Computational and Expressivity Constraints

The principal limitation of DERL is computational: each outer-loop update requires training multiple (potentially large) inner-loop agents, resulting in significant compute cost. Strategies such as population initialization (DERL-pop.), parallelization, sampling-based outer-loop optimization, or lightweight proxy-based bootstrapping are identified as paths to improved efficiency.

Expressivity is bounded by the defined set of atomic primitives; the Meta-Optimizer cannot invent new forms of reward feedback outside the initial grammar. Automatically expanding the primitive set or learning primitives from demonstrations remains an open area.

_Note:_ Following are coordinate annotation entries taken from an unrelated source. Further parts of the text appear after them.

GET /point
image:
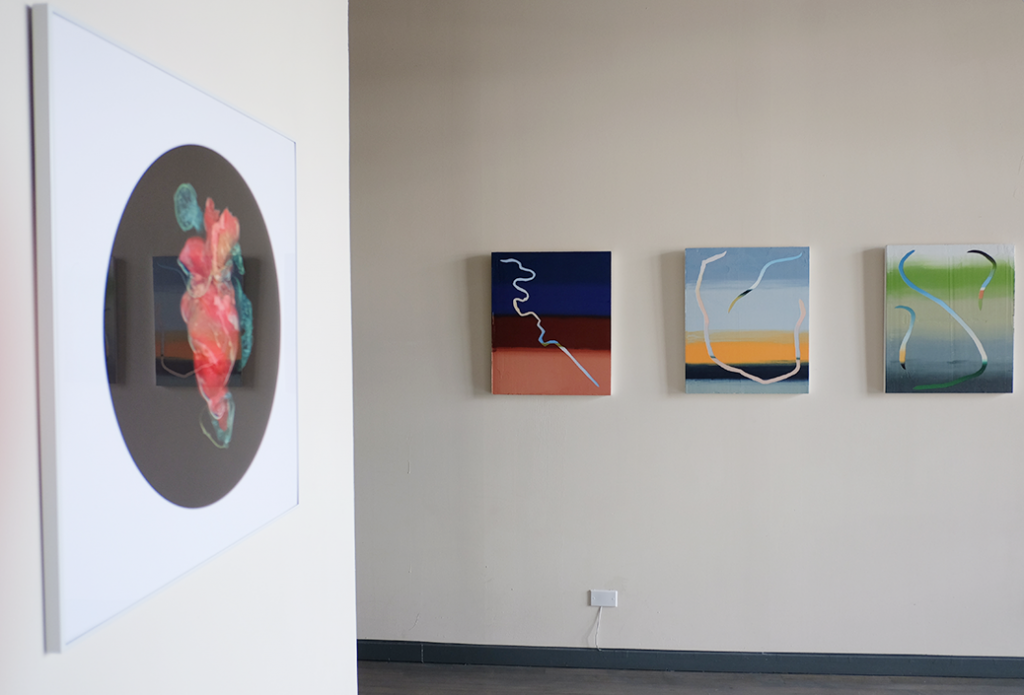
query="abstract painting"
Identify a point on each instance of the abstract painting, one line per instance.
(747, 319)
(161, 213)
(551, 322)
(949, 318)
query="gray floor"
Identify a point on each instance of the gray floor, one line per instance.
(377, 678)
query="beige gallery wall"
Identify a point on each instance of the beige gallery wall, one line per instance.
(841, 521)
(275, 613)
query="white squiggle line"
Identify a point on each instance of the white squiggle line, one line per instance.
(777, 260)
(515, 305)
(736, 370)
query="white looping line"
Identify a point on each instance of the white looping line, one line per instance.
(736, 370)
(515, 305)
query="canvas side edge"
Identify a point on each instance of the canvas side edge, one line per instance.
(41, 14)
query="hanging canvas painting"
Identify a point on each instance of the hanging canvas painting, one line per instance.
(747, 319)
(551, 322)
(165, 228)
(949, 318)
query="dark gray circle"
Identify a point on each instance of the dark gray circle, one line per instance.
(160, 424)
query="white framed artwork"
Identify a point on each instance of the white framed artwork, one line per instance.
(166, 252)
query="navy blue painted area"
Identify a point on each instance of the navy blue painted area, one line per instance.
(567, 284)
(724, 662)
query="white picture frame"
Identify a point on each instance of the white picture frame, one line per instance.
(101, 117)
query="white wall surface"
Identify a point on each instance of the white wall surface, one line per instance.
(841, 521)
(274, 613)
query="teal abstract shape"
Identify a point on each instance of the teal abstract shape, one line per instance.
(186, 209)
(245, 308)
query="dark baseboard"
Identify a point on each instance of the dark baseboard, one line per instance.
(726, 662)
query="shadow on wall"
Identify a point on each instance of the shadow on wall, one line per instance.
(478, 315)
(875, 281)
(673, 268)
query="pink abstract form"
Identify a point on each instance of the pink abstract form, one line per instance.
(209, 308)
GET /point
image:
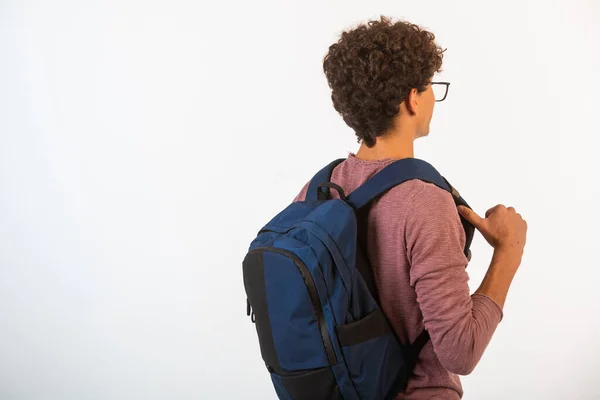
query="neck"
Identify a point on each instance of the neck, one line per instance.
(396, 144)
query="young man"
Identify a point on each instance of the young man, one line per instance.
(380, 75)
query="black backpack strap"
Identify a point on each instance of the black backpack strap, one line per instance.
(315, 190)
(401, 171)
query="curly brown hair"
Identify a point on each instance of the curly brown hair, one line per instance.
(373, 67)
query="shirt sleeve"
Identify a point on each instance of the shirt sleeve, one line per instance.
(460, 325)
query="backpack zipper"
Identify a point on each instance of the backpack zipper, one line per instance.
(314, 298)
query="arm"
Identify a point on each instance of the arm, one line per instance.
(460, 325)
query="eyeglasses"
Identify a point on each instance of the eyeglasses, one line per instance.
(440, 90)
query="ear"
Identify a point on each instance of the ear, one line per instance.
(412, 101)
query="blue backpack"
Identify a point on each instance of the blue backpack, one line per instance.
(312, 296)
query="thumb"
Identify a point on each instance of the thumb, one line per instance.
(470, 216)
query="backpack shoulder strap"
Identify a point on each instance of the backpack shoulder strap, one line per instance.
(394, 174)
(401, 171)
(321, 177)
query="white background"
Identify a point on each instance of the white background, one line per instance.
(143, 144)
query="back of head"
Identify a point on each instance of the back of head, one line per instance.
(373, 67)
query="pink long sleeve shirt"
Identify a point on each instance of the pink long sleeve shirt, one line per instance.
(416, 242)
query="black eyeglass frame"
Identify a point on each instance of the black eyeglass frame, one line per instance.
(447, 84)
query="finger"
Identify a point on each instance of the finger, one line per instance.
(491, 210)
(470, 216)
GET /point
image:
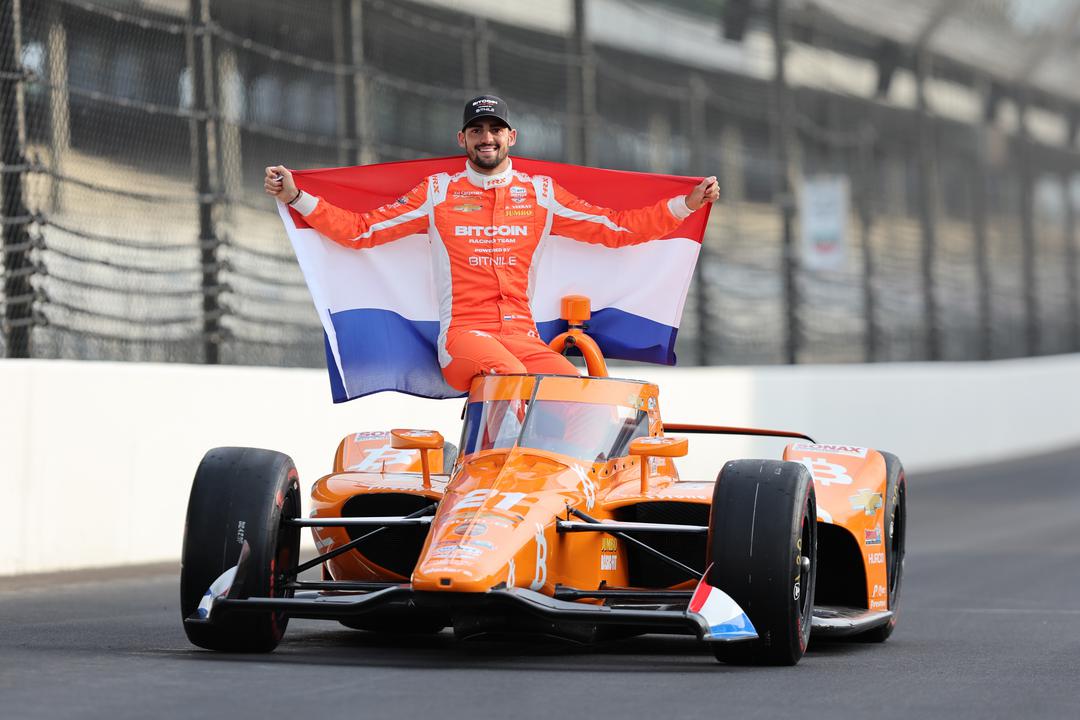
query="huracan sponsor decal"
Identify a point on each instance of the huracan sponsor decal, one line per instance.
(866, 501)
(825, 472)
(470, 530)
(851, 450)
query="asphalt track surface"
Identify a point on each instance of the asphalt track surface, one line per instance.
(989, 628)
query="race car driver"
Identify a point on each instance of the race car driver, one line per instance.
(486, 225)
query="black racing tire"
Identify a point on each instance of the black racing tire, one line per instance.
(895, 542)
(763, 552)
(238, 501)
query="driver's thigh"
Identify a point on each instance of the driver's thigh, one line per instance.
(475, 352)
(537, 356)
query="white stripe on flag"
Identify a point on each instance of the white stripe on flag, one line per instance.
(612, 277)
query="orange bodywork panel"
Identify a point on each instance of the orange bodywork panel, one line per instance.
(496, 518)
(851, 486)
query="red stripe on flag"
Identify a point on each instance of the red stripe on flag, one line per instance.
(366, 187)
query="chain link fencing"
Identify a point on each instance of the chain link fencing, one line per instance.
(134, 136)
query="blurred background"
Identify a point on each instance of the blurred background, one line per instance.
(900, 180)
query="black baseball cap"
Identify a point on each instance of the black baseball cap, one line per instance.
(485, 106)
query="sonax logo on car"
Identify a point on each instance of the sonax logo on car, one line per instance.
(851, 450)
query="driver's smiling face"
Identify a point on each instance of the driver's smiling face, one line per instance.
(487, 143)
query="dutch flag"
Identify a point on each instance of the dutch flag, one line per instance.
(378, 306)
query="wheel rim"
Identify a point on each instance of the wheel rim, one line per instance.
(896, 544)
(804, 567)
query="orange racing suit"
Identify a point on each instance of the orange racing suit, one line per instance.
(485, 231)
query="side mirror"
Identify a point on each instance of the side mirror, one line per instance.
(424, 440)
(657, 447)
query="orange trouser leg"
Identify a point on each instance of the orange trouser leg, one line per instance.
(537, 355)
(474, 353)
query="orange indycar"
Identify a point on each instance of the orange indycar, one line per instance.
(563, 515)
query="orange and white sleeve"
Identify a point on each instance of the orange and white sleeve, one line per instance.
(572, 217)
(405, 216)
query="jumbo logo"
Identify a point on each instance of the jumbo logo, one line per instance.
(491, 230)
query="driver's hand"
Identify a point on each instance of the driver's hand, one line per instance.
(706, 191)
(279, 182)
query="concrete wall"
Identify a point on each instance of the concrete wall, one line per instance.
(98, 457)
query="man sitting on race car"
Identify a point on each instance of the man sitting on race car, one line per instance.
(486, 226)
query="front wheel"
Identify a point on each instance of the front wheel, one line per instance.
(238, 501)
(763, 552)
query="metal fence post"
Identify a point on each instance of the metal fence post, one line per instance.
(199, 53)
(866, 192)
(343, 84)
(927, 207)
(783, 130)
(1070, 259)
(1027, 227)
(582, 90)
(1072, 272)
(483, 55)
(363, 118)
(59, 114)
(979, 227)
(15, 217)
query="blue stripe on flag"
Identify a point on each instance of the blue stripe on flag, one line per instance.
(381, 350)
(623, 336)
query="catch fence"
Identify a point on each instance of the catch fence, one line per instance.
(134, 136)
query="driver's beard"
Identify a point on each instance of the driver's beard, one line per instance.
(488, 164)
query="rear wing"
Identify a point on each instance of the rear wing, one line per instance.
(727, 430)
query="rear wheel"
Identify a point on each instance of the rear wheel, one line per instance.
(895, 526)
(238, 501)
(763, 552)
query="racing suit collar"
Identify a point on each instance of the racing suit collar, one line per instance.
(488, 181)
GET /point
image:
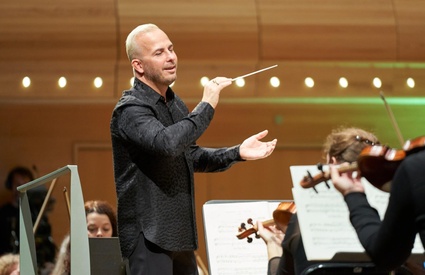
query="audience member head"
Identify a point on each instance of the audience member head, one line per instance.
(101, 219)
(63, 259)
(345, 144)
(9, 264)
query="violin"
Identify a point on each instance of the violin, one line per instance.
(376, 163)
(281, 216)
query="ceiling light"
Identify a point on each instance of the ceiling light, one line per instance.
(410, 82)
(98, 82)
(26, 82)
(62, 82)
(204, 80)
(343, 82)
(309, 82)
(275, 82)
(377, 82)
(240, 82)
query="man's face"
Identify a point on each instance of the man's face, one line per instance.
(158, 59)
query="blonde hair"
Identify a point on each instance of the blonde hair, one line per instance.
(8, 263)
(131, 45)
(346, 144)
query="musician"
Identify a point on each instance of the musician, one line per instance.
(388, 242)
(288, 257)
(155, 155)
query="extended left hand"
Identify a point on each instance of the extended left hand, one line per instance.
(253, 148)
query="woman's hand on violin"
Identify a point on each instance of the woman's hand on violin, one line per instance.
(253, 148)
(346, 182)
(273, 238)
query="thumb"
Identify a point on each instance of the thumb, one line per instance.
(261, 135)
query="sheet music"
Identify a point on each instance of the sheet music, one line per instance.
(228, 255)
(324, 217)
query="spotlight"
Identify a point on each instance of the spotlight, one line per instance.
(275, 82)
(377, 82)
(410, 82)
(309, 82)
(204, 80)
(343, 82)
(26, 82)
(98, 82)
(62, 82)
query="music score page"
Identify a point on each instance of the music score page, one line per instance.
(324, 218)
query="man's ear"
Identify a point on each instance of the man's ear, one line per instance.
(137, 65)
(332, 160)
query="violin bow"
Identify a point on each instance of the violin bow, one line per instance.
(43, 207)
(395, 125)
(68, 206)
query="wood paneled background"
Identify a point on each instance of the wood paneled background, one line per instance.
(46, 127)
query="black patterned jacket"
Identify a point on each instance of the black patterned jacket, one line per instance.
(155, 156)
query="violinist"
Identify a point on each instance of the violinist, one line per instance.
(342, 145)
(388, 242)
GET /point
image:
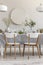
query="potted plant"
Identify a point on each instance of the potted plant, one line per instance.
(31, 24)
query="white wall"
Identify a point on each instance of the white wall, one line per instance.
(30, 8)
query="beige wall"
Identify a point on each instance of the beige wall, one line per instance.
(29, 7)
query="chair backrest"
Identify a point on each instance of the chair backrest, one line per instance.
(9, 37)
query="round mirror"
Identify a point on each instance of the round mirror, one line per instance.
(18, 16)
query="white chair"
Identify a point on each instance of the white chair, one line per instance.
(11, 36)
(32, 44)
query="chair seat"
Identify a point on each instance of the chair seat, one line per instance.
(13, 43)
(31, 44)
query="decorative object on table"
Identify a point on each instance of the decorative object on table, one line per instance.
(18, 16)
(31, 24)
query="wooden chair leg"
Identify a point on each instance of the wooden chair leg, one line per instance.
(28, 52)
(33, 50)
(38, 51)
(20, 50)
(10, 49)
(23, 49)
(15, 51)
(5, 51)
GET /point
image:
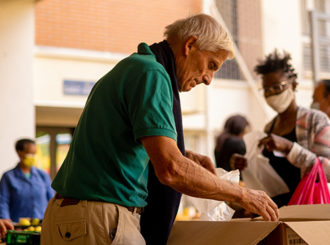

Credit assignment over extremely long horizons, where evaluation signal propagation is weak, may still present challenges, motivating investigation into intermediate supervision or hierarchical meta-optimization.

Future Directions

Possible extensions of DERL include:

Incorporation of meta-learned or self-extracted atomic primitives to increase reward space expressivity.
Integration with lightweight or amortized RL in the inner loop for sample and compute efficiency.
Employing intermediate meta-supervision heuristics or subsampling to address horizon scaling.
Deployment in large-scale, open-ended agentic systems and continual learning scenarios, evaluating the robustness and adaptability of meta-optimized reward structures over time.

Conclusion

Differentiable Evolutionary Reinforcement Learning introduces a principled, end-to-end differentiable strategy for reward discovery in reinforcement learning, leveraging bi-level optimization to align autonomous agents with complex objectives in a scalable, annotation-free manner. The approach bridges the gap between evolutionary black-box search and gradient-based structure discovery, facilitating dense, generalizable feedback signals essential for advanced reasoning and robust policy training. Empirical results across multiple domains substantiate DERL's theoretical foundations and practical efficacy, positioning it as a strong step toward fully autonomous reinforcement learning systems capable of self-directed reward modeling and curriculum generation.